Olay gündemdeyken bir süreliğine çözüm sürecine gidilir veya öyleymiş gibi gösterilir. Birçok alanda siyasal sosyal ekonomi vb, problemler, can yakıcı bu tür olayları gölgede bırakarak perdeliyor. Oysa daha kalıcı daha ciddi çözümler üretilebilir diye umut ediyorum. Toplumsal olarak pasif, çok çabuk unutan, kabullenen bireyler olduk farkına varmadan. En çokta bu duyarsızlığımızın üzerinde durmalıyız belki!
Toplumun sesi kadına şiddetin önü alınması açısından olumlu çıkıyor lâkin yeterli değil biraz da sürecin ne kadar gündemde kalabilmesiyle alakalı galiba. Ne kadar farkındayız bilemiyorum ama bir gerçek daha var ki, bizden önceki kuşağın kadına karşı düşmanlığı halâ izlerini koruyor. Bir anne düşüncesi; kadın erkek eşitliği çıkalı kadınlar kocalarına saygı göstermez oldu diye yakınıyor ve bunu uydurmuyorum bilakis tam ortasında yaşıyorum ne acıdır ki, değil erkeğin kadına, kadının kadına baskısı da erkek egemenliğinin inkar edilmez desteği durumunda...
Bahsini ettiğimiz annemiz zamanında sürekli kız çocuğu oluyor diye psikolojik baskılara maruz kalıyor ne yazık ki, kendi gördüğü muamelenin kendinden sonrakine uygulamanın hak olduğu bilincini sabitleniyor! Üstelik doğru bildiğni bizlere de kabullendirmek için üzerimizde psikolojik baskı kuruyor. Erkektir yapar elinin kiri yıkar çıkar gibi tutumları,ata sözü gibi başların üzerinde taşınmasına izin verdikçe, içinden çıkılmaz sorunların tohumlarını atmaya devam ediyoruz.

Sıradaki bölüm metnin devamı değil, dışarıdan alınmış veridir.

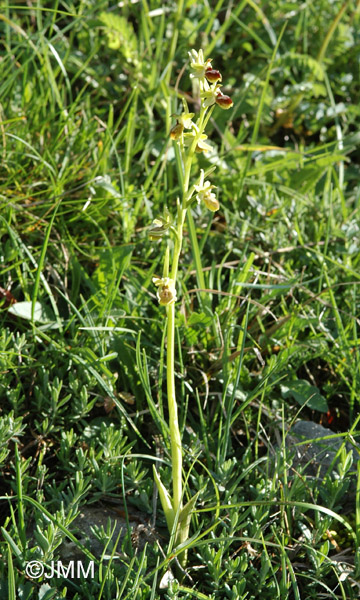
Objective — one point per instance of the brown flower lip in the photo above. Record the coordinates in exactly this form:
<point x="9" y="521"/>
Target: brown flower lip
<point x="224" y="101"/>
<point x="213" y="75"/>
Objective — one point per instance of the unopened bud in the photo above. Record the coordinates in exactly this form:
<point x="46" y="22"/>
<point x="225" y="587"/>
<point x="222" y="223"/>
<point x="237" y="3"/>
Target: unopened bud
<point x="211" y="202"/>
<point x="213" y="75"/>
<point x="224" y="101"/>
<point x="176" y="131"/>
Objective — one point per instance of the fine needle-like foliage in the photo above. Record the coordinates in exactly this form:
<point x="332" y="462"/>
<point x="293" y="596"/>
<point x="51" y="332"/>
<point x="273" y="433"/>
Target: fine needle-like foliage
<point x="191" y="138"/>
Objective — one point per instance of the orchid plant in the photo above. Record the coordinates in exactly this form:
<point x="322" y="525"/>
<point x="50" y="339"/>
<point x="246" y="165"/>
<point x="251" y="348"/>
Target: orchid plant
<point x="190" y="137"/>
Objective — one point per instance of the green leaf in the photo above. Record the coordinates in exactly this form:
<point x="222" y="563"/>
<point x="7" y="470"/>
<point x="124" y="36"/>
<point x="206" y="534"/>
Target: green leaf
<point x="304" y="393"/>
<point x="23" y="310"/>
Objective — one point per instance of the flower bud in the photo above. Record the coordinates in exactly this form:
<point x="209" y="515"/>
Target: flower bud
<point x="213" y="75"/>
<point x="176" y="131"/>
<point x="166" y="293"/>
<point x="157" y="229"/>
<point x="211" y="202"/>
<point x="224" y="101"/>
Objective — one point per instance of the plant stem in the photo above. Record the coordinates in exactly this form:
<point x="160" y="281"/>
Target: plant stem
<point x="175" y="437"/>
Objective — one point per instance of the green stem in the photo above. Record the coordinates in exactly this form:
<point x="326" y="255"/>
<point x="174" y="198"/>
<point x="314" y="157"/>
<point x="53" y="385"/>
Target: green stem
<point x="175" y="436"/>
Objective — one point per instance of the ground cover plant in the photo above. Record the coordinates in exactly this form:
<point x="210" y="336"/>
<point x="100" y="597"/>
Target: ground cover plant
<point x="266" y="320"/>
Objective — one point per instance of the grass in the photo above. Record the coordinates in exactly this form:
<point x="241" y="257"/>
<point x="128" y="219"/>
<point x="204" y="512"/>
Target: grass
<point x="86" y="98"/>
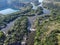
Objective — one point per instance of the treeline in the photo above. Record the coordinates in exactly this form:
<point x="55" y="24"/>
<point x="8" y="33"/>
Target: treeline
<point x="45" y="33"/>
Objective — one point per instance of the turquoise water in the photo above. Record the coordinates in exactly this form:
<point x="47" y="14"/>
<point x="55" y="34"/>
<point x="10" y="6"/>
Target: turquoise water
<point x="7" y="11"/>
<point x="40" y="0"/>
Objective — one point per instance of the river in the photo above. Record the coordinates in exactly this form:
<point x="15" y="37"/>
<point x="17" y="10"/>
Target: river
<point x="31" y="19"/>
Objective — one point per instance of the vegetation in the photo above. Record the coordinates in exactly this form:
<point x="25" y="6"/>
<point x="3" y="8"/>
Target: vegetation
<point x="17" y="32"/>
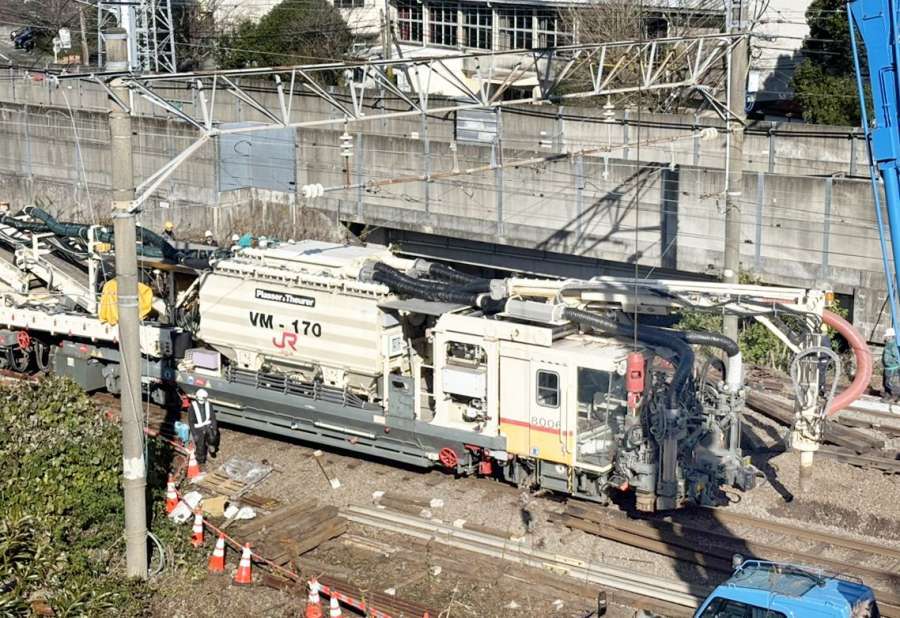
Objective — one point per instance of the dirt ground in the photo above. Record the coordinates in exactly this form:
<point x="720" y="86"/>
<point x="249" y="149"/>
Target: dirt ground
<point x="845" y="499"/>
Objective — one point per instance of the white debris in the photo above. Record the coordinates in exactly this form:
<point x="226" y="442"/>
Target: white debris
<point x="185" y="509"/>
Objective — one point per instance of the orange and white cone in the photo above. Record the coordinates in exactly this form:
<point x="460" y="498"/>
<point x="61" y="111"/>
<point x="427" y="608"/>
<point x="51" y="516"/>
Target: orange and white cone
<point x="313" y="602"/>
<point x="171" y="495"/>
<point x="334" y="608"/>
<point x="243" y="574"/>
<point x="193" y="466"/>
<point x="197" y="530"/>
<point x="217" y="560"/>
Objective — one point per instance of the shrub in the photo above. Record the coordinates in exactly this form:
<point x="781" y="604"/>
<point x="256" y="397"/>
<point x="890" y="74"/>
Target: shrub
<point x="63" y="511"/>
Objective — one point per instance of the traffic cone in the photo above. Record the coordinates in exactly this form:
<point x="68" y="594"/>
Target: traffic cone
<point x="193" y="466"/>
<point x="313" y="603"/>
<point x="243" y="574"/>
<point x="334" y="608"/>
<point x="197" y="530"/>
<point x="171" y="495"/>
<point x="217" y="560"/>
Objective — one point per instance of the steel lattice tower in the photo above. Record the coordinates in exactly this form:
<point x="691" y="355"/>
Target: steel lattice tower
<point x="151" y="33"/>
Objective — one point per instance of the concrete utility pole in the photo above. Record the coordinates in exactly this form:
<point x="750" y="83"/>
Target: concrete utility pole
<point x="85" y="50"/>
<point x="133" y="465"/>
<point x="737" y="96"/>
<point x="386" y="31"/>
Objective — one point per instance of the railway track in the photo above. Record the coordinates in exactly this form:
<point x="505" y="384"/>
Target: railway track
<point x="710" y="543"/>
<point x="682" y="596"/>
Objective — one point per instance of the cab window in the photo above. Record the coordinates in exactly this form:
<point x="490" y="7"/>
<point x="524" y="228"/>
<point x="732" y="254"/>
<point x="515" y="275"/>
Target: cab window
<point x="728" y="608"/>
<point x="548" y="389"/>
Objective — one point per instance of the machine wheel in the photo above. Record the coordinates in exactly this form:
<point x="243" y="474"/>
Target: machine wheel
<point x="448" y="458"/>
<point x="42" y="355"/>
<point x="18" y="359"/>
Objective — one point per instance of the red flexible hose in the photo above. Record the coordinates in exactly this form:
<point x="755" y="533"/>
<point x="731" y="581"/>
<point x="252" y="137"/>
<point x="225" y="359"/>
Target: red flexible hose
<point x="863" y="362"/>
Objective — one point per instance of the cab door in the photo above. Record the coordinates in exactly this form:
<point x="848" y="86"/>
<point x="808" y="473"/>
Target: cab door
<point x="549" y="434"/>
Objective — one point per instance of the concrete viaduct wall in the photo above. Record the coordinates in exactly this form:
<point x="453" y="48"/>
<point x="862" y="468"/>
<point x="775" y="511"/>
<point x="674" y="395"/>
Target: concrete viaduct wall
<point x="805" y="222"/>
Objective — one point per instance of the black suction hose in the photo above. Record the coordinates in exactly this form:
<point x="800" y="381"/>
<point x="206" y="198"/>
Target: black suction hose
<point x="648" y="335"/>
<point x="399" y="282"/>
<point x="447" y="273"/>
<point x="151" y="245"/>
<point x="716" y="340"/>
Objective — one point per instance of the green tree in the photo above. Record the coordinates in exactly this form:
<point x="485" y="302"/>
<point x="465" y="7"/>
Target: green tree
<point x="307" y="32"/>
<point x="825" y="83"/>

Örneğin; çocuklarımızın hatalarını cinsiyet üzerinden kıyaslarken dolaylı veya açıktan “o erkek” kendini onunla nasıl bir tutarsın gibi tenkitler kız çocuklarımızı, bazen de farkında olmadan ötekileştiriyor...

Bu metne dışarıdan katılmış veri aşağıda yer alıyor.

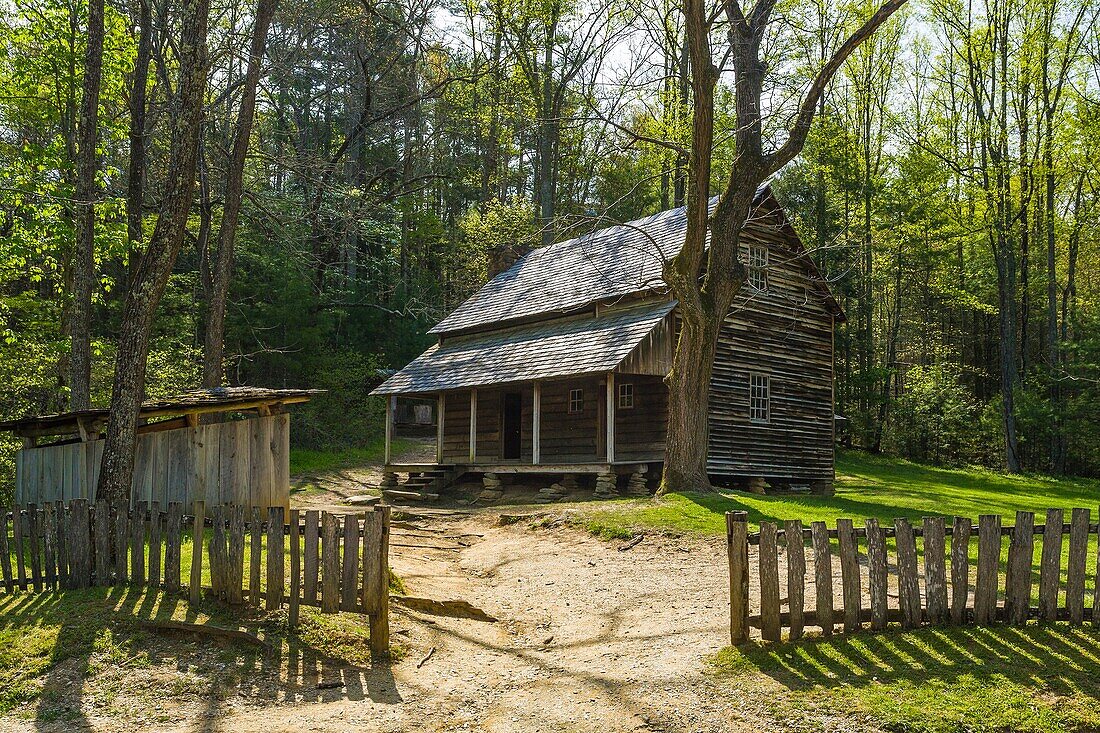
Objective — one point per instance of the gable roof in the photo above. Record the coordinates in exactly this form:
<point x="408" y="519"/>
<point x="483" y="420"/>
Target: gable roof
<point x="602" y="265"/>
<point x="543" y="350"/>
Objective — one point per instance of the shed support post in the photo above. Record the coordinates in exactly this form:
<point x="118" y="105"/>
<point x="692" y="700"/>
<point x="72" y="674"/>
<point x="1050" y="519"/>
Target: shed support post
<point x="536" y="423"/>
<point x="611" y="417"/>
<point x="473" y="425"/>
<point x="391" y="407"/>
<point x="440" y="407"/>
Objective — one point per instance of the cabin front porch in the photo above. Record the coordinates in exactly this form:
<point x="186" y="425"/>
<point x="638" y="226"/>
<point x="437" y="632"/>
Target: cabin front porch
<point x="603" y="425"/>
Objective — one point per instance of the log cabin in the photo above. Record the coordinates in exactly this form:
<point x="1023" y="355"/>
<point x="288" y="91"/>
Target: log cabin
<point x="557" y="365"/>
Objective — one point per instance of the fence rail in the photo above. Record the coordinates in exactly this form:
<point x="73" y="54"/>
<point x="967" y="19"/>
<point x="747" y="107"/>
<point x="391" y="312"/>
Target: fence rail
<point x="878" y="587"/>
<point x="333" y="561"/>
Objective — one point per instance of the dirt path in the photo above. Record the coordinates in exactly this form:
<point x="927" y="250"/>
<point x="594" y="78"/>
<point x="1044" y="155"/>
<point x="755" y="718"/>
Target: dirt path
<point x="589" y="638"/>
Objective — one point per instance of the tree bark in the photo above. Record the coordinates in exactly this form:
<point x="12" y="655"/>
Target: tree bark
<point x="151" y="274"/>
<point x="84" y="261"/>
<point x="221" y="273"/>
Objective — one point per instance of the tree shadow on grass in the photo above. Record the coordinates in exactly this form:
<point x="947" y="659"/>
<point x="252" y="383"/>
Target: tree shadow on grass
<point x="1055" y="658"/>
<point x="84" y="651"/>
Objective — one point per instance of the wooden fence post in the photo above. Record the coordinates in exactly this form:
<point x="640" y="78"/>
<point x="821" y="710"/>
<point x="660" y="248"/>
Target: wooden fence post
<point x="195" y="590"/>
<point x="877" y="573"/>
<point x="823" y="576"/>
<point x="935" y="569"/>
<point x="380" y="623"/>
<point x="849" y="575"/>
<point x="960" y="569"/>
<point x="795" y="577"/>
<point x="295" y="570"/>
<point x="737" y="549"/>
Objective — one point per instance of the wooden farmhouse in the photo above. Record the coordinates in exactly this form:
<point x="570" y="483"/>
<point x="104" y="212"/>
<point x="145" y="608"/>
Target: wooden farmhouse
<point x="557" y="364"/>
<point x="242" y="458"/>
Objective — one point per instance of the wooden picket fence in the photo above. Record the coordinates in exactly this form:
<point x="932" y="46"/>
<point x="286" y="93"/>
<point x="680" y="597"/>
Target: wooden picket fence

Erkek egemen zihniyetinin tamamen hüküm sürdüğü alanlar mevcut oldukça doğunun ücra köşelerinde başlık parasıyla çocuk gelinler hala gündemdeyse ; kadın sorunları asgariye nasıl indirilebilir ki?
Şuurunu kaybetmiş adeta vahşileşmiş insan görünümlü yaratıkları yalnızca asarak keserek çözüm üretileceğini de düşünmüyorum. Çünkü bu yaratıklarda ölüm, ağır ceza gibi düşünce mantık olsaydı, olaylar bu denli hunharca işlenmezdi. Mantığı sağlıklı işlemeyen şahsı hiç bir ceza ne korkutur ne suçtan alıkoyar...

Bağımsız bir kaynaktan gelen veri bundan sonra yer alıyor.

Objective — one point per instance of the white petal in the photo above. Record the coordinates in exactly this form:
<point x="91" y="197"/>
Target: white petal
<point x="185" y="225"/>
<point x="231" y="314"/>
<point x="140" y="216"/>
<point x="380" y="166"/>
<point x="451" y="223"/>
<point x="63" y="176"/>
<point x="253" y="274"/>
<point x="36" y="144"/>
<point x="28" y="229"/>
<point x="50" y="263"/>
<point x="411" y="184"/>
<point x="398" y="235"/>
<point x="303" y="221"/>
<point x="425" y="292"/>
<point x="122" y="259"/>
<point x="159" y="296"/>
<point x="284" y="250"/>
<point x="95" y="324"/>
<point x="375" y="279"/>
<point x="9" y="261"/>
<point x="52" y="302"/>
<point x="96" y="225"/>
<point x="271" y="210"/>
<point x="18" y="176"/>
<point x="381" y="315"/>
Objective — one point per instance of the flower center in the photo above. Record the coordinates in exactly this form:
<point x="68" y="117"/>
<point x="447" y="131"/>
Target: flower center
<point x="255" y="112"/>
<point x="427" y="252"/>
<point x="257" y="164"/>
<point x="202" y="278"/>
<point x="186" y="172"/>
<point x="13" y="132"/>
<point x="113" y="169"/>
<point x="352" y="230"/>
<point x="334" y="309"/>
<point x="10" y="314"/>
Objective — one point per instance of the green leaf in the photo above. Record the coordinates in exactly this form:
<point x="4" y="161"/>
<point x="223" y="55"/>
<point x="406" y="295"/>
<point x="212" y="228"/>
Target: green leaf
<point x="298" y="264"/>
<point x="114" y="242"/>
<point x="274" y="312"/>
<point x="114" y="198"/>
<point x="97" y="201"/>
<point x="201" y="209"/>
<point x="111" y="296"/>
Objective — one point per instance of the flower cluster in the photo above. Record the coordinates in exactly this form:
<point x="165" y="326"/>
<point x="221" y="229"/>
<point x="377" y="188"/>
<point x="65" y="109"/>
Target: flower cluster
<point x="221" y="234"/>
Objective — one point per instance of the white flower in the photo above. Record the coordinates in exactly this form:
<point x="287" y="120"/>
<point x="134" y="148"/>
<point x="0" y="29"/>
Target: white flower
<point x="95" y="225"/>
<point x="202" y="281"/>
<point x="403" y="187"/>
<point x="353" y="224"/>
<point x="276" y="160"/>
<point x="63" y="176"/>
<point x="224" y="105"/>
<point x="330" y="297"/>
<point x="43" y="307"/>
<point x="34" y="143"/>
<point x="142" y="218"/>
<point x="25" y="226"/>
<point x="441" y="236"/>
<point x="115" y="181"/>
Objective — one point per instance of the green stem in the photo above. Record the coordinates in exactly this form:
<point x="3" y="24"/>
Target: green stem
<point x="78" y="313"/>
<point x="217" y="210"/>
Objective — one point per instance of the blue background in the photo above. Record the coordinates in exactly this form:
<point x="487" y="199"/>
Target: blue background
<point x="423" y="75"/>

Not; yinede ayatte de dediği gibi,
"Ey akıl sahipleri! Kısasta hayat vardır. Umulur ki, suç işlemekten sakınırsınız" kısasın kesinlikle uygulanmasından yanayım...
Son olarak daha güvenilir, daha aydın sağlıklı bireyler yetiştirebilmemiz umudunu diliyor Saygıyla Selamlıyorum...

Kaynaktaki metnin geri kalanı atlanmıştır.